Нина внимательно на нее посмотрела.
– Да не в благодарности дело! Мне от него и евро их поганого не нужно. Я ведь хотела любви!
– Почему это, когда с нами поступают бесчеловечно, мы виним в этом не своих угнетателей, а себя?! – удивилась Нина.
– Угнетателей! – всхлипнула Пульсатилла. – Да я этому угнетателю руки его паршивые была готова целовать! – Она вытерла слезы, – Учись на моих ошибках, пока я жива! – сказала она подруге. – Мы ведь как думаем: если уж мужик нас отметил, нашел и выделил из толпы, так мы ему все отдадим! И душу, и сердце, и котлеты на сковородке, и деньги… Ешь, пей, живи, наслаждайся, только не забывай хотя бы изредка приголубить, поцеловать да ласковое словечко сказать. Это у нас, у нашего с тобой поколения, в крови. Мы средневековые женщины. Мужчина для нас объект поклонения и привязанности в одном лице – и господин, и хозяин, и ребенок, и даже комнатная собачка! Это у молодых уже не так, а на Западе давно не так.
– Неужели там объект поклонения женщина? – удивилась Нина.
– На словах, – жестко сказала Пульсатилла. – А на самом деле никто никому не поклоняется, все живут сами по себе, по установленным приличиями законам, сами получают для себя удовольствия, сами для себя работают, сами для себя отдыхают.
Если что-то или кто-то будет активно этому мешать, вмешиваясь в индивидуальную жизнь, – хоть мужья, хоть дети, хоть жены, значит, человек будет искать средства, чтобы избежать неблагоприятных условий, изменить жизнь так, как ему лично удобнее. Вот и все!

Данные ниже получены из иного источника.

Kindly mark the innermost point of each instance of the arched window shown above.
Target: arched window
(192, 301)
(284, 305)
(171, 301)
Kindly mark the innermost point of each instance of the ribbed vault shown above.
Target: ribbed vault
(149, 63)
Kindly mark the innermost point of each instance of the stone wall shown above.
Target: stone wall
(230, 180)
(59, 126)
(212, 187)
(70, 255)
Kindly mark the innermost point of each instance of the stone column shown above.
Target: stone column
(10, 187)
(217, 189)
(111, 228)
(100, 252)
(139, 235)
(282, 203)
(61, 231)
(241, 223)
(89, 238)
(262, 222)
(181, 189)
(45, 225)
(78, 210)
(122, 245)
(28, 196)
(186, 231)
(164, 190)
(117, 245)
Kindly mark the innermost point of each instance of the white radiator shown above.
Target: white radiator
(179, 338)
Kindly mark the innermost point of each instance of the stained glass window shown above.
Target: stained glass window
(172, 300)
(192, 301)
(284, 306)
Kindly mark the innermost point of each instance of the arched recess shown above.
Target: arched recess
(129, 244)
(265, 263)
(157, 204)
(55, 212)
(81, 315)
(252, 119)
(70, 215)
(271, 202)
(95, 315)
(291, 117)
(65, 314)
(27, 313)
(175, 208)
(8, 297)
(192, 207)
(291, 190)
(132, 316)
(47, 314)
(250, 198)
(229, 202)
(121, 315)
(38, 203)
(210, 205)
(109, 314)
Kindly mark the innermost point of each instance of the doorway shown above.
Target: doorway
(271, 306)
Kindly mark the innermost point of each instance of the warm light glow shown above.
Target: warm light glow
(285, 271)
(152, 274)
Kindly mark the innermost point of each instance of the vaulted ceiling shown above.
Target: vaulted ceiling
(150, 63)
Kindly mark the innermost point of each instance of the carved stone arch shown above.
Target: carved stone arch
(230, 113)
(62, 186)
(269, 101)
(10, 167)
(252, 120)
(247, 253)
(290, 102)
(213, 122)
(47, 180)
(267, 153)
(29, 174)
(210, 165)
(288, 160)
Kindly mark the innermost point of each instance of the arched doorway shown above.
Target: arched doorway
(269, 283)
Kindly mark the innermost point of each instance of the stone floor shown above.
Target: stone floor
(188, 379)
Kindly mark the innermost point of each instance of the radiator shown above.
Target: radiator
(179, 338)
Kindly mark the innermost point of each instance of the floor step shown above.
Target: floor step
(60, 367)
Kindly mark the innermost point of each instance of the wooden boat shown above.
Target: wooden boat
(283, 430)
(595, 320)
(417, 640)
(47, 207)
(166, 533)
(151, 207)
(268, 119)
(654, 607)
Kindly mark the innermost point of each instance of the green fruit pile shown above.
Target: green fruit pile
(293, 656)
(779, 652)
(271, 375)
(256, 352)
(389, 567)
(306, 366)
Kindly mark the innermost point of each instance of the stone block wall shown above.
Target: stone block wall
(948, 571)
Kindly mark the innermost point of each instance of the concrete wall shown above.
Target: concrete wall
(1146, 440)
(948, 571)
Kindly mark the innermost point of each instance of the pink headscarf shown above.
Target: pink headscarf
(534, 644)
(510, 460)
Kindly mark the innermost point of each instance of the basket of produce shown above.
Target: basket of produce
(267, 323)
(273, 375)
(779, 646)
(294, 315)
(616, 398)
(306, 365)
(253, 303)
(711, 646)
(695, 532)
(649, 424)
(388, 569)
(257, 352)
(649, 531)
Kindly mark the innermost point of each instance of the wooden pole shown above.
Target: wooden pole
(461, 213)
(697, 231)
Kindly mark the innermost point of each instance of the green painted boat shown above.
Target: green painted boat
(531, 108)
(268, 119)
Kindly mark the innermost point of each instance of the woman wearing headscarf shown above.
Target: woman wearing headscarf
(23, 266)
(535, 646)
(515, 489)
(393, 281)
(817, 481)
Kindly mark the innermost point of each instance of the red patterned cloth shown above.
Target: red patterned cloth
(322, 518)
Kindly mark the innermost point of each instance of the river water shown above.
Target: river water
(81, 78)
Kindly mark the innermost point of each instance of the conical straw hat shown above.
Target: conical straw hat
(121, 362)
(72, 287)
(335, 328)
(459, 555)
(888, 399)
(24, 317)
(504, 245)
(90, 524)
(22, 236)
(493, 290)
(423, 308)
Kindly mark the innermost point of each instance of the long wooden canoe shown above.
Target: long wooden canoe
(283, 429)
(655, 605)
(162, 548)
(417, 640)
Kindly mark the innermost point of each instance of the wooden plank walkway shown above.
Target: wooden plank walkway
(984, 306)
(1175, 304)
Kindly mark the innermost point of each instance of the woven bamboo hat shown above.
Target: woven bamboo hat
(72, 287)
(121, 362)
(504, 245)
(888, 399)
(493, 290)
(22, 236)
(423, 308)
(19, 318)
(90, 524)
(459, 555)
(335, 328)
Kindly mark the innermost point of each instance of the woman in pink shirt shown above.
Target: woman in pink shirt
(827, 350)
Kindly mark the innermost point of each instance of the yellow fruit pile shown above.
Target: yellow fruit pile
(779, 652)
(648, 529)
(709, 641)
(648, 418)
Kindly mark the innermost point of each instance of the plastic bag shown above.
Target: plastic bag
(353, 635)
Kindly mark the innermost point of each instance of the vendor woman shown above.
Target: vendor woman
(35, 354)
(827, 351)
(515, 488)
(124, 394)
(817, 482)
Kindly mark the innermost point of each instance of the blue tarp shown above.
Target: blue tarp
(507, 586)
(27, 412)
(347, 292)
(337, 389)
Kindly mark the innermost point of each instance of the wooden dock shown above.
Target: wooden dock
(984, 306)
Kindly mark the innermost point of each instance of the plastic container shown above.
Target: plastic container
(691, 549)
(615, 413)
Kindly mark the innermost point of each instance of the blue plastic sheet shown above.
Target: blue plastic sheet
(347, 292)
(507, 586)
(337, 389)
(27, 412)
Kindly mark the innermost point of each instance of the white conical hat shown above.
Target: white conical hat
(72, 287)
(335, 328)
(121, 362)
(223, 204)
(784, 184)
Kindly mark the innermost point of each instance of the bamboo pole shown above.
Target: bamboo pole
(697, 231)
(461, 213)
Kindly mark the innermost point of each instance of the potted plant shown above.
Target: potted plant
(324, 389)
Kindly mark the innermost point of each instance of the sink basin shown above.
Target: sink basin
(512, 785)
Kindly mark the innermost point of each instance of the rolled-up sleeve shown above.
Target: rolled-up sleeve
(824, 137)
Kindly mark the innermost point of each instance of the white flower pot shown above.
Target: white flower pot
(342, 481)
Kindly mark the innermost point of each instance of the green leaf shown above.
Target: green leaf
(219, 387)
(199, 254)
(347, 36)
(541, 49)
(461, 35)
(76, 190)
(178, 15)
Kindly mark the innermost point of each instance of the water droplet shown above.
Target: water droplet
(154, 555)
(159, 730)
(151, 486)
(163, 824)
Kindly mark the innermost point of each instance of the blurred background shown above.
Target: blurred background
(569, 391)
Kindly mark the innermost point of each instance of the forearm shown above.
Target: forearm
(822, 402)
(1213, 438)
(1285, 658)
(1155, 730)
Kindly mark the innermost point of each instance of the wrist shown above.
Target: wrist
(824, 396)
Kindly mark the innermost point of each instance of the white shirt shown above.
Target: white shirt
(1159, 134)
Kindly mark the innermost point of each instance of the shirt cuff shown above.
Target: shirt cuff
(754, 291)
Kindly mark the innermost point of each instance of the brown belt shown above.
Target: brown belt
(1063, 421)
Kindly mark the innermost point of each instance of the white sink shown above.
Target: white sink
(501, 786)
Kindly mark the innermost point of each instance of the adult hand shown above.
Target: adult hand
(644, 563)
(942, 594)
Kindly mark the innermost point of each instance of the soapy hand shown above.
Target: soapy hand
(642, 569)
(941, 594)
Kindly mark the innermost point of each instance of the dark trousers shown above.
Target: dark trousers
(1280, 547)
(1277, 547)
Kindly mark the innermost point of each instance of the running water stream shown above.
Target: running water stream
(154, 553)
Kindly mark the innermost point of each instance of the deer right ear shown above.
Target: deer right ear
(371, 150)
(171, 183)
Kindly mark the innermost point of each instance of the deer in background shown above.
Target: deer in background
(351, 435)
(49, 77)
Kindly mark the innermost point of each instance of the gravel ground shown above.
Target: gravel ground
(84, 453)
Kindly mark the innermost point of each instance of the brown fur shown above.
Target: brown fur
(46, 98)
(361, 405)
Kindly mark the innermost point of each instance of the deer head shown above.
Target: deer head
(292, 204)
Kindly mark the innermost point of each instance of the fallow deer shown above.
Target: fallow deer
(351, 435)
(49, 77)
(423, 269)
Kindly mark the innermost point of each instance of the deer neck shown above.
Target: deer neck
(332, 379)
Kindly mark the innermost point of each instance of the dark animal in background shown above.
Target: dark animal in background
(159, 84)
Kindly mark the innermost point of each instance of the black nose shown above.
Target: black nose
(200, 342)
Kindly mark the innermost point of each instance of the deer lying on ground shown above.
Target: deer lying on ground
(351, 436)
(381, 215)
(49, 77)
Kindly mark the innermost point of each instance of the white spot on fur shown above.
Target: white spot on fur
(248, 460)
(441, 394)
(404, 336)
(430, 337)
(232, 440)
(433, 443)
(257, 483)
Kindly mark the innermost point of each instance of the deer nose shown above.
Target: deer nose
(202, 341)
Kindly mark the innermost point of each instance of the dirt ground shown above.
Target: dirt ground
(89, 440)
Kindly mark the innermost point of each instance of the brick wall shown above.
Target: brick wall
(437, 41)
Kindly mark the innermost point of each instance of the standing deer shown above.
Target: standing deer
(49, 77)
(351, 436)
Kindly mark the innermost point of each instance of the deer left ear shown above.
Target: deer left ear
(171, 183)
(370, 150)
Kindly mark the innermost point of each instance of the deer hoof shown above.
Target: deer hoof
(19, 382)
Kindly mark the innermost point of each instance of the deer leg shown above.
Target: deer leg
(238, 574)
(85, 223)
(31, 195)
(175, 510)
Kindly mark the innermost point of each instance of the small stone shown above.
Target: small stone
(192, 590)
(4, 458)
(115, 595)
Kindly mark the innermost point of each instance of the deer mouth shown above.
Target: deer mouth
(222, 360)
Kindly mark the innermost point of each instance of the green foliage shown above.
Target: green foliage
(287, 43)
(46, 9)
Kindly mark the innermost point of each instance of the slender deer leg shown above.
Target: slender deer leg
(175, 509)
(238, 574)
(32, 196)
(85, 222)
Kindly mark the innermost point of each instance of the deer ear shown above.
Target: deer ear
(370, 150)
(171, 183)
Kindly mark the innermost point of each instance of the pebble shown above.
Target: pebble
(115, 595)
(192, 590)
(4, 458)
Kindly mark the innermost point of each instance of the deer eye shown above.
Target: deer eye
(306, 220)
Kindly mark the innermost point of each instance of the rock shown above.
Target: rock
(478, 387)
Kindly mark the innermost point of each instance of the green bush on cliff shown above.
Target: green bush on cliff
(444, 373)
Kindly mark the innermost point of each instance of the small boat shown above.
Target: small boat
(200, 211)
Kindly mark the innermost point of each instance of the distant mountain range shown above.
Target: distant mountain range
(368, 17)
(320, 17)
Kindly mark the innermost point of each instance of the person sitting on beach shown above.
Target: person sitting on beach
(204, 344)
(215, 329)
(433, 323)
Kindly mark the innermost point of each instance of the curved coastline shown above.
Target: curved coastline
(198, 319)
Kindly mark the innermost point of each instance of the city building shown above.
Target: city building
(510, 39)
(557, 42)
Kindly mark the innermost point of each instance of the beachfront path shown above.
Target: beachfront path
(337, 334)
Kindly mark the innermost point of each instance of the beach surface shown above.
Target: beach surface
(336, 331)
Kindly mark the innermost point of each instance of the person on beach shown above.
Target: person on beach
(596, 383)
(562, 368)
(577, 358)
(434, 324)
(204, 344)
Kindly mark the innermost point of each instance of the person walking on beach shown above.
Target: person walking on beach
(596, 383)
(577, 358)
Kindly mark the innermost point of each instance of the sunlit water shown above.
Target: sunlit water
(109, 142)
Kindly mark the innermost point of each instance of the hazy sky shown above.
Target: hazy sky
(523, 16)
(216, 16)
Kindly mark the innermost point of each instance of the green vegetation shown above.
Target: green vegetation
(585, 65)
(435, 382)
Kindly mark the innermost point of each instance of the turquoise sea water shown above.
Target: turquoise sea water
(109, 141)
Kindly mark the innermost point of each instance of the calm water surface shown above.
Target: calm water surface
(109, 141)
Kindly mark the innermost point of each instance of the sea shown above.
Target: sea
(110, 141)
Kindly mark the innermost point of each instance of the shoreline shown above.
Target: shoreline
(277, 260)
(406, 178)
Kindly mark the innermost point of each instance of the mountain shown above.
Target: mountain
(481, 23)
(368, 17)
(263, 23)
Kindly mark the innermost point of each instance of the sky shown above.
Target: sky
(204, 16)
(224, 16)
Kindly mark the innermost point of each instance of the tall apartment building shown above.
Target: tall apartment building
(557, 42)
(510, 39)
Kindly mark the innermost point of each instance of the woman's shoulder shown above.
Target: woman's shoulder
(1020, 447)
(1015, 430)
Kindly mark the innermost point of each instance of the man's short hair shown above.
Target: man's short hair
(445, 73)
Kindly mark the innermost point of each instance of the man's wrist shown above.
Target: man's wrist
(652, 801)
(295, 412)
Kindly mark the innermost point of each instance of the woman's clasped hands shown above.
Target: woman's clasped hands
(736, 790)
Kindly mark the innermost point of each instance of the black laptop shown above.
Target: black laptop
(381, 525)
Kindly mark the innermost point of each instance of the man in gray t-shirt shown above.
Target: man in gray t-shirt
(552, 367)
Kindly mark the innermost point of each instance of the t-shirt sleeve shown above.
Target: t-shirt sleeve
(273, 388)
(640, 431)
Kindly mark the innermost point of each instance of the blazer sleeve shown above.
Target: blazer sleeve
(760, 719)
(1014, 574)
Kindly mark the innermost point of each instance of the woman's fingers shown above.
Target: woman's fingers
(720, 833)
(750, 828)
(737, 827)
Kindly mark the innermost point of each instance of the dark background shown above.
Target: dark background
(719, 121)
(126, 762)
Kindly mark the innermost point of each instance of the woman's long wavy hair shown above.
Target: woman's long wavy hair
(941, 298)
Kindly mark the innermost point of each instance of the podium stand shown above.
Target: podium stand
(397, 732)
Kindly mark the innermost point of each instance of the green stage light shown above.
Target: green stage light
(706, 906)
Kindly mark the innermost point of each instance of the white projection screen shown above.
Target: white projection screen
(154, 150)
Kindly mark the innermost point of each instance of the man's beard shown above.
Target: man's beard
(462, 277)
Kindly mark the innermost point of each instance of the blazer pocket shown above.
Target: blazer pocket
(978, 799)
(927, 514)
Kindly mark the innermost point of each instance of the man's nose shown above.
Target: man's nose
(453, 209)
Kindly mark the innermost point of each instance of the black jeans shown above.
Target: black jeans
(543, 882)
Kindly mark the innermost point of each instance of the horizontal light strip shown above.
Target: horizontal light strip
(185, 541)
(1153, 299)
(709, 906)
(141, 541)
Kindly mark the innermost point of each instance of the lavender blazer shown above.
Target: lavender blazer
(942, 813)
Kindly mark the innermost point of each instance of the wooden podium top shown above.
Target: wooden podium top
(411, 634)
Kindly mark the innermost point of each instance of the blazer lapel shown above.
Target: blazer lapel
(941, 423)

Жизнь для удобства без всякой жертвенности!
– Не очень я это понимаю, – вздохнула Нина. – Ведь это значит быть очень одинокими.
– Их это не пугает! А что, лучше, что ты просидела пятнадцать лет за своим Кириллом, а теперь он нашел молодую мерзавку? Они считают – раз сидела, значит, тебе было так нужно, так удобно. А если тебе это было и не нужно, и не удобно, зачем ты сидела?
– Я ведь хотела, чтобы было лучше ему…
– А нечего лезть, куда не просят! – зло объявила Пульсатилла.